I'm the first to admit, I usually skip over or delete forwarded email messages. I'm not too worried about seven years of bad luck if I don't forward it on to twelve of my closest friends. Not to be Debbie-downer or anything, but my inbox is overflowing the way it is. So when a friend e-mailed this message to me the other day, luckily the title caught my eye just before I hit delete. I haven't been able to stop thinking about it.
We always buy local, organic, handmade, and American-made whenever we're able. But this year for the holidays, we're taking our pledge very seriously: no big-box retailers, no made in China. None. Sure that might mean being a bit more creative for the special ones on our list, but that just makes it all the more meaningful and fun!
So read on and get inspired! And don't forget about shopping to support Small Business Saturday on November 29, 2014.
As the holidays approach, the giant Asian factories are kicking into high gear to provide Americans with monstrous piles of cheaply produced goods -- merchandise that has been produced at the expense of American labor. This year will be different. This year Americans will give the gift of genuine concern for other Americans. There is no longer an excuse that, come gift-giving time, nothing can be found that is produced by American hands. It's just not true!
So it's time to think outside the box, people. Who says a gift needs to fit in a shirt box, wrapped in Chinese produced wrapping paper?
*Everyone gets their hair cut. How about gift certificates from your local American hair salon or barber?
*Gym membership? It's appropriate for all ages who are thinking about some health improvement.
*Who wouldn't appreciate getting their car detailed? Small, American-owned detail shops and car washes would love to sell you a gift certificate or a book of gift certificates.
*Are you one of those extravagant givers who think nothing of plonking down the Benjamins on a Chinese made flat-screen? Perhaps that grateful gift receiver would like his driveway sealed, or lawn mowed for the summer, a driveway plowed all winter, or games at the local golf course.
*Think handmade. Talented artists and crafts people are everywhere and they're selling their wares online - they create beautiful and unique jewelry, wooden items, scarves, toys, pottery, paintings, clothes, and so much more. (Hint, hint: time to check out Smiling Tree Toys and all the other amazing shops on Etsy.)
*There are so many family-owned and operated restaurants -- all offering gift certificates. If your intended isn't the fancy eatery sort, what about a half dozen breakfasts at the local breakfast joint. Remember, folks this isn't about big national chains -- this is about helping your home town Americans with their financial lives on the line to keep their doors open.
*How many people couldn't use an oil change for their car, truck or motorcycle, done at a shop run by the American working guy?
*Thinking about a heartfelt gift for mom? She'd love the services of a local cleaning lady for a day.
*My computer could use a tune-up, and I know I can find some young, talented person who is struggling to get his/her repair business up and running.

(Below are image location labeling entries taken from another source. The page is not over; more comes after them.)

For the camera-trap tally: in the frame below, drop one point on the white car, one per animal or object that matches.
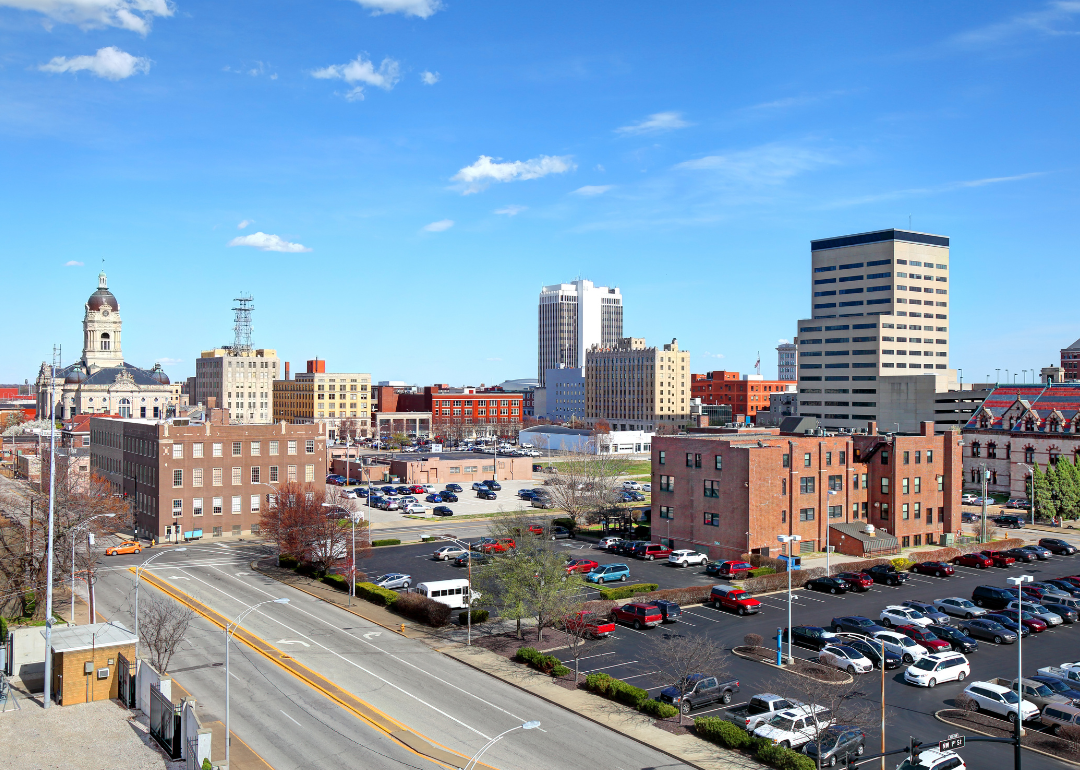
(795, 727)
(937, 666)
(448, 552)
(847, 658)
(908, 649)
(1001, 700)
(685, 558)
(898, 615)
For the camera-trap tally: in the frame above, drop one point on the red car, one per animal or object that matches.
(858, 581)
(973, 559)
(638, 615)
(581, 565)
(925, 637)
(999, 558)
(935, 568)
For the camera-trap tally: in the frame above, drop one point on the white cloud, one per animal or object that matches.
(439, 226)
(591, 190)
(656, 123)
(135, 15)
(766, 164)
(486, 170)
(361, 70)
(266, 242)
(109, 63)
(409, 8)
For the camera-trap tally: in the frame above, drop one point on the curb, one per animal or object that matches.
(790, 671)
(939, 717)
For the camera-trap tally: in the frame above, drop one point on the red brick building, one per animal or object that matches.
(744, 395)
(734, 490)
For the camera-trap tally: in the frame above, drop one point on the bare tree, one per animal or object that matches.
(162, 626)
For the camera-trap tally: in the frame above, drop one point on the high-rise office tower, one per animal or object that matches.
(572, 318)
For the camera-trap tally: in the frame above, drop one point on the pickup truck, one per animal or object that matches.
(701, 690)
(758, 711)
(1035, 691)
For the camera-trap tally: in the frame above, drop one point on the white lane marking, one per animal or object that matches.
(297, 724)
(353, 663)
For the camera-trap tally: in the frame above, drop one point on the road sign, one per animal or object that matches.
(954, 741)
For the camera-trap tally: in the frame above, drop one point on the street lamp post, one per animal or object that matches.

Honestly, do you really need to buy another ten thousand Chinese lights for the house? When you buy a five dollar string of lights, about fifty cents stays in the community. If you have those kinds of bucks to burn, how about leaving the mailman, trash guy, or babysitter a nice big tip?
You see, Christmas is not about draining American pockets so that China can build another glittering city. Christmas is about caring for our neighbors, and encouraging American small businesses to keep following their dreams. When we care about other Americans, we're caring for our communities, and the benefits come back to us in ways we couldn't imagine.
This is the new American holiday tradition.